I appreciate the way Ware is using the center of the page and sometimes the spread to focus the eye. Again, this is something that he's been doing forever — it's just that he is expanding his use of it and because of the assembly of Building Stories, the contrasting use of the center in each format really came through. The "all at once" reading of the spread feels more approachable within the framework of the whole. Meaning some issues of Acme start with "all at once" reading or start with "traditional" reading; there have always been different approaches to reading in his work. Yet with the structure of Building Stories I often found myself starting in the center of the spread or page, depending on where my eye took me, and would just go with it instead of stopping myself and starting in the upper left hand corner. Even if I was fast forwarding the story it didn't feel "wrong" like I was reading the last lines of a novel first & spoiling the ending.

One sequence that comes to mind is when our hero is drawing the landscape out her window. ...


—Comics & Politics. I missed it, but Matt Bors was interviewed about the state of political cartooning on CNN:

Derf Backderf, who isn't precisely a political cartoonist but often tackles politics in his work, announced via Twitter that he's been laid off from the Cleveland Plain Dealer.

And Hayao Miyazaki has been criticized in Japan because his new film has been deemed by some to be insufficiently patriotic.

Gabriel Winslow-Yost writes about CF's new Mere for the New York Review of Books. Nicky Tiso writes about Lisa Pearson's It Is Almost That> at HTMLGiant.

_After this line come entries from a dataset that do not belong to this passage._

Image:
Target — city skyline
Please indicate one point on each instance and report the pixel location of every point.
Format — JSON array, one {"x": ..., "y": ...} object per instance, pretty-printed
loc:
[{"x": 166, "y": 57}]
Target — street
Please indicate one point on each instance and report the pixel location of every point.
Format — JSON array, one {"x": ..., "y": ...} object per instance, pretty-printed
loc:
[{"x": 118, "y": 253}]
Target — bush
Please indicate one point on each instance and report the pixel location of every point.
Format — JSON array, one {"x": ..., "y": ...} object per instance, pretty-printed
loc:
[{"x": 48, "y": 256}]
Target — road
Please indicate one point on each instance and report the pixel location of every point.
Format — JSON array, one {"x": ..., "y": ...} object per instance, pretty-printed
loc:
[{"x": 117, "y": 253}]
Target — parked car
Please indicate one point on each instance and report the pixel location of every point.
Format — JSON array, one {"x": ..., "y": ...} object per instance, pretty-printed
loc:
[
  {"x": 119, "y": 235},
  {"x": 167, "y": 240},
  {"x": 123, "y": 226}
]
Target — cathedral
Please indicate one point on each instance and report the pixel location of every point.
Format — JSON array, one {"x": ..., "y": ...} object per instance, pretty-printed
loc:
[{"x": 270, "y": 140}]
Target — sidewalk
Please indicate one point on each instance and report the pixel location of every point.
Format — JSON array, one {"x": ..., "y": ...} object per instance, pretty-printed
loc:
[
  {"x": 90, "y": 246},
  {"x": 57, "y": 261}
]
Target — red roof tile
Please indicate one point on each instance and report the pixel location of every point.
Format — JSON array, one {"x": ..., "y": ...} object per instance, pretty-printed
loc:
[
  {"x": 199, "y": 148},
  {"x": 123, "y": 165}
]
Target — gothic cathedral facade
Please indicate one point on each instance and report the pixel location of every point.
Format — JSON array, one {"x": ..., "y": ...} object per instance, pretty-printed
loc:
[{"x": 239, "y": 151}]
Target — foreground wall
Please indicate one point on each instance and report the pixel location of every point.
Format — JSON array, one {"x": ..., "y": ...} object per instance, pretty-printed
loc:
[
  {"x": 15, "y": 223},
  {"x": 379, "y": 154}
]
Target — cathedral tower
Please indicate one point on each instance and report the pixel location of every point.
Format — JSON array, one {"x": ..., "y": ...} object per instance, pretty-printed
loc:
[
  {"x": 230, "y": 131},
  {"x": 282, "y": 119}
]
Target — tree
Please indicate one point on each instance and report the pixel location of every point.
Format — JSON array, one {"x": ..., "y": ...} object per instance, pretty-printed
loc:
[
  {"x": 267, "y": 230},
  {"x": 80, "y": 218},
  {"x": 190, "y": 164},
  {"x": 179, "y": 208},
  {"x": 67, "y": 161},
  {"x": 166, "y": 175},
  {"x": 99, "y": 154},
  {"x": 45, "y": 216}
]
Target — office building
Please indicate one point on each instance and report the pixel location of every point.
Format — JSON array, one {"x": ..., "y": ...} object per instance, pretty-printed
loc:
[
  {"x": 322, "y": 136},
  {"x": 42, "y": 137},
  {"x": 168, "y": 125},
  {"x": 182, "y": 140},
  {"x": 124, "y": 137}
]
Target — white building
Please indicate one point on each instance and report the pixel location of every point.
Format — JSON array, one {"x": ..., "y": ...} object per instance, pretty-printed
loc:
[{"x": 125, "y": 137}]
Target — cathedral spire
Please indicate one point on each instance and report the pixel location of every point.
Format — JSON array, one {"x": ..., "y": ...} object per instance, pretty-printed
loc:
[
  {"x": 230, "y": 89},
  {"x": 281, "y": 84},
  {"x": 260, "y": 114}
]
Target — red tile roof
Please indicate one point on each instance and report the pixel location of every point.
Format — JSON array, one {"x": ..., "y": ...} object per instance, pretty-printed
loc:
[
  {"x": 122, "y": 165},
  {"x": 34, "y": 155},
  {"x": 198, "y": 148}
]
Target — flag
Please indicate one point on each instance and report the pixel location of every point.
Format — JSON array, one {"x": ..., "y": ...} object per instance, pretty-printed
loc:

—Conventions. The New York Times came back from Comic-Con with a report on the rise of digital publishing companies like comiXology. Rob Salkowitz, who wrote a book on Comic-Con, comes back from this year's show believing its cultural impact may have plateaued. Gabe Fowler's Desert Island Tumblr page is hosting an announcement.

—Interviews. Michael Cavna at the Washington Post interviewed Joe Sinnott after he entered the Eisner Hall of Fame. Marc Singer reports on a Grant Morrison public appearance in Scotland he helped host.

—Culture. Domingos Isabelinho writes about a special comics-focused 1971 issue of the Journal of Popular Culture. Scott Esposito writes about the recent rediscovery of John Williams's novel Stoner in a way that will likely resonate to many comics fans.